En efecto, por lo que atañe al primer requisito establecido en el artículo 22, apartado 2, párrafo segundo, del Reglamento nº 1408/71, en principio, no es incompatible con el Derecho de la Unión que un Estado miembro adopte listas limitativas de las prestaciones médicas cubiertas por su sistema de seguridad social y dicho Derecho no puede en principio obligar a un Estado miembro a ampliar tales listas de prestaciones. Corresponde únicamente a los órganos nacionales que han de pronunciarse acerca de una solicitud de autorización para recibir asistencia médica dispensada en otro Estado miembro distinto de aquel en cuyo territorio reside el beneficiario de la seguridad social determinar si dicha asistencia está comprendida dentro de las previsiones de tal lista. Sin embargo, no es menos cierto que, al estar obligados los Estados miembros a no infringir el Derecho de la Unión en el ejercicio de su competencia, debe velarse por que el artículo 22, apartado 2, párrafo segundo, del Reglamento nº 1408/71 se aplique de conformidad con dicho Derecho. Si el método de tratamiento aplicado corresponde a las prestaciones previstas por la legislación del Estado miembro de residencia, la autorización previa no puede denegarse aduciéndose como motivo que tal método no se practica en dicho Estado miembro.
Asimismo, por lo que respecta al segundo requisito establecido en el artículo 22, apartado 2, párrafo segundo, del Reglamento nº 1408/71, si bien el hecho de que el tratamiento previsto en otro Estado miembro no se practique en el Estado miembro de residencia del interesado no implica, per se, que se cumpla ese segundo requisito, cabe indicar, por el contrario, que ése es el caso cuando no puede dispensarse en tiempo útil en el Estado miembro del interesado un tratamiento que tenga el mismo grado de eficacia.

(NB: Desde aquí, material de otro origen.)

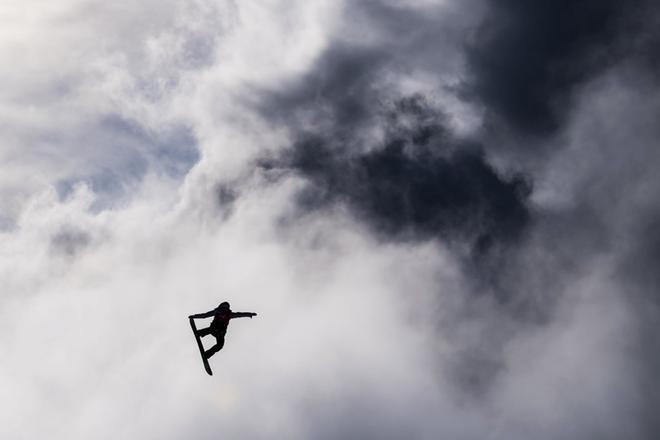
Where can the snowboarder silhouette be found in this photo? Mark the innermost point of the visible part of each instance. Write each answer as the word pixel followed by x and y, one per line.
pixel 218 328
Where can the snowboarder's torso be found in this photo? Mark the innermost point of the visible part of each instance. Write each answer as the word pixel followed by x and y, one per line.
pixel 220 322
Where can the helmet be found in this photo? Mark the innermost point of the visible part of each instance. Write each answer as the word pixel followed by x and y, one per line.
pixel 224 306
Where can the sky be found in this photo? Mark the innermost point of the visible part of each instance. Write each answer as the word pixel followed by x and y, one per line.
pixel 446 214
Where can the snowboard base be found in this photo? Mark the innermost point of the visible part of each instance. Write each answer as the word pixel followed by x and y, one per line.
pixel 207 367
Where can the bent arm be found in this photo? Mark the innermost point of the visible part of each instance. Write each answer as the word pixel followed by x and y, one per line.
pixel 242 315
pixel 202 315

De dicha interpretación se desprende que una decisión relativa a una solicitud de autorización requerida en virtud del apartado 1, letra c), inciso i), del artículo 22 del Reglamento nº 1408/71 no puede basarse en la presunción de que, si la asistencia hospitalaria de que se trata no puede dispensarse en el Estado miembro competente, debe presumirse que dicha asistencia no está comprendida dentro de las prestaciones cubiertas por el sistema nacional de cobertura social e, inversamente, si dicha asistencia figura entre las prestaciones cubiertas por este último, hay que presumir que puede ser dispensada en dicho Estado miembro.
(véanse los apartados 58, 60 a 62, 64, 68, 69 y 73 y el punto 3 del fallo)

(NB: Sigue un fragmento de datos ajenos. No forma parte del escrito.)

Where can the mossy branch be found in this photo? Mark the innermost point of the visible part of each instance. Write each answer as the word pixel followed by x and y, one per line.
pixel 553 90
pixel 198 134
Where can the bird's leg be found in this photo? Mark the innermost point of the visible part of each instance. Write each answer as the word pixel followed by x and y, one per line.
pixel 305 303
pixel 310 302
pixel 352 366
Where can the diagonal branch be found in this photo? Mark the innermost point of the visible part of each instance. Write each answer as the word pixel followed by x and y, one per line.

4. Cuando se ha demostrado que la negativa a expedir una autorización requerida en virtud del artículo 22, apartado 1, letra c), inciso i), del Reglamento nº 1408/71, en su versión modificada y actualizada por el Reglamento nº 118/97, en su versión modificada por el Reglamento nº 1992/2006, no era fundada, y la asistencia hospitalaria ya se ha prestado, corriendo el beneficiario de la seguridad social con los gastos correspondientes, el órgano jurisdiccional nacional debe obligar a la institución competente, con arreglo a las normas procesales nacionales, a reembolsar a dicho beneficiario de la seguridad social el importe que normalmente habría abonado ésta si la autorización se hubiese concedido debidamente.

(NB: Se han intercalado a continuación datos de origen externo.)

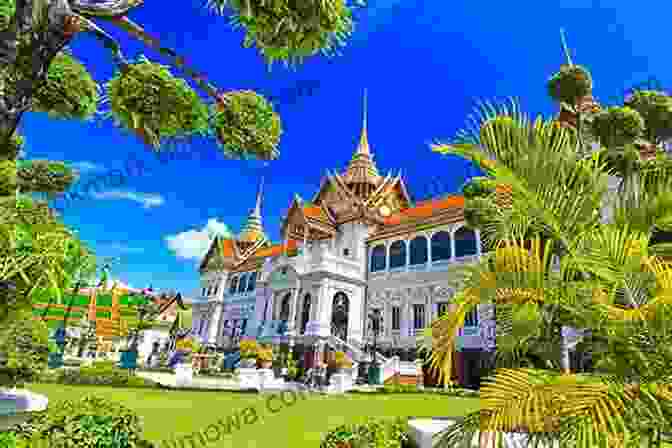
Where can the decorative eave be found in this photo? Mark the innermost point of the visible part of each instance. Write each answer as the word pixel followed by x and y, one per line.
pixel 343 188
pixel 295 207
pixel 404 190
pixel 380 191
pixel 411 226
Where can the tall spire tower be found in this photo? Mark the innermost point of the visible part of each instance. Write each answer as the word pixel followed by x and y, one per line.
pixel 253 229
pixel 362 175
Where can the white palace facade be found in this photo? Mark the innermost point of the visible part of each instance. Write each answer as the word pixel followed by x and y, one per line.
pixel 358 245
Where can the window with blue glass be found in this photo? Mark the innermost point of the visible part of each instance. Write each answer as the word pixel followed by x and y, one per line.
pixel 471 319
pixel 234 284
pixel 398 254
pixel 441 246
pixel 465 242
pixel 252 282
pixel 242 286
pixel 419 250
pixel 378 258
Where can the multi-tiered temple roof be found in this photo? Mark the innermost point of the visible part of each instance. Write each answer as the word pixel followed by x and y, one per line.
pixel 359 193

Dicho importe será igual al que se determine con arreglo a las disposiciones de la legislación a la que esté sujeta la institución del Estado miembro en cuyo territorio se haya dispensado la asistencia hospitalaria. Si ese importe es inferior al que habría resultado de aplicar la normativa en vigor en el Estado miembro de residencia en caso de hospitalización en este último, la institución competente debe abonar además al beneficiario de la seguridad social un reembolso complementario correspondiente a la diferencia entre esos dos importes, dentro del límite de los gastos realmente efectuados.